So the President can spy on members of AlQueda? How about suspected members of alQueda? How about people who have had communications with members of alQueda? Family members? Lawyers for enemy combatants? The owner of the Chinese restaurant down the street when a sleeper cell orders takeout? There is no real oversight for any of this, or any way of checking who’s who. It’s all who watches the watchmen type stuff.No, it's not. My argument is that Congress has no regulatory authority over the President when he wants to go a-tapping for the purpose of collecting foreign intelligence from foreign powers. FISA hasn't been challenged, as someone correctly pointed out, precisely because it does not regulate that. It regulates, among other things, the tapping of non-foreign powers for purposes of collecting foreign intelligence1. As I mentioned, I believe that FISA regulates, and Congress has the power to regulate, the wiretapping of US Persons who are not agents of a foreign power -- agents of the Medellin drug cartel, for instance. Now, this leaves some room for litigation. What's a foreign power? In the present case however, there's no dispute. The President asserts that Al Qaeda is a foreign power and Congress endorsed that assertion when they declared war on it.
Also the Authorization to use Military Force argument is a pretty thin limb to go out on. The President specifically asked that this authority be added to the AUMF, and Congress shot him down.

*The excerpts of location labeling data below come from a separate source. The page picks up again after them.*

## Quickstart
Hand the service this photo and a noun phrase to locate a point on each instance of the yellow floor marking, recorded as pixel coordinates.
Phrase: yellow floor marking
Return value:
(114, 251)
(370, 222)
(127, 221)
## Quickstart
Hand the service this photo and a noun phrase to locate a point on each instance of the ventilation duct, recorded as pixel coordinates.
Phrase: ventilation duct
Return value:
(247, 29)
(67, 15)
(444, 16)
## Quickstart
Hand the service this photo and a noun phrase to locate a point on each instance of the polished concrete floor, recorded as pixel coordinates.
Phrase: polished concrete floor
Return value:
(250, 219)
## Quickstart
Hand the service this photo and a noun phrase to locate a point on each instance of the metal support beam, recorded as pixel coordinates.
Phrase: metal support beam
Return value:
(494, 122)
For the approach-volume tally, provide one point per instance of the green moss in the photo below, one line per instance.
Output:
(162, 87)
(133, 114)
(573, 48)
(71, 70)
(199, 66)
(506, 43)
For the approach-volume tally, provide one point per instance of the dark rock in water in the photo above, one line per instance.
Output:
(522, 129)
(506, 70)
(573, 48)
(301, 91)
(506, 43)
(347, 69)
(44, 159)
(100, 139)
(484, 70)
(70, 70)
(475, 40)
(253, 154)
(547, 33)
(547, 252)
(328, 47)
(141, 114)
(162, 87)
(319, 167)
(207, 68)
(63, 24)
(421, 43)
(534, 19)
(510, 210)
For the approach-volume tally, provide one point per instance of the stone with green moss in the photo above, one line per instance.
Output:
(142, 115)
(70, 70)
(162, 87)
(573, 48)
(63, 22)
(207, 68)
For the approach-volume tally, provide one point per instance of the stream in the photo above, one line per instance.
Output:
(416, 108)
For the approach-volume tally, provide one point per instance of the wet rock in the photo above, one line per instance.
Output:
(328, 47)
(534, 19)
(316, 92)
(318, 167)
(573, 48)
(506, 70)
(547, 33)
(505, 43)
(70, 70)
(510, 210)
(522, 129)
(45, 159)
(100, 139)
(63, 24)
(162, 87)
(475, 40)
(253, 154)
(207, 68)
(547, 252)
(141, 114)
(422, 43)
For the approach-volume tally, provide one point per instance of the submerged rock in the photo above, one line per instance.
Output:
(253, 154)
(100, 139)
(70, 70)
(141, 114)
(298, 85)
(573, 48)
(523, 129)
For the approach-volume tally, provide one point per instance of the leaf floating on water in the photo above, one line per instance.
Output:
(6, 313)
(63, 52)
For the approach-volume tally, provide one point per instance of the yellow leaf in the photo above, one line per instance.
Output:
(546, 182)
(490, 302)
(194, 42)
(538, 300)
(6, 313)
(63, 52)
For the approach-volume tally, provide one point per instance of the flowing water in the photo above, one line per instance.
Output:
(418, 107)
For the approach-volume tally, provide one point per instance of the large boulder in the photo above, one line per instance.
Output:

Yes, Democrats would look stupid saying that Bush doesn’t have the authority to monitor AlQueda. That’s why none of them are saying it. What they are saying is that the President’s wiretapping program might be in violation of the law. There is a difference. No one claims that police do not have the authority to arrest drug dealers. If some off-duty police officers just drive up to a suspected crack house and start spraying machine gun fire willy-nilly however, someone might object to that.All that said, as a political matter my comment to Wildcat still stands. I hope -- heck, I pray, that Congressional Democrats try to assert that the President does not have this power. Nothing would make me happier than seeing Ted Kennedy and Nancy Pelosi arguing that the President violated the law by listening to al Qaeda; that he was tasked by Congress to capture or kill them but God forbid he should try to prevent another 9-11 by learning what their US agents are up to when they call home. 70 Republican Senators and 300 Republican Representatives by '08 would solve a lot of problems.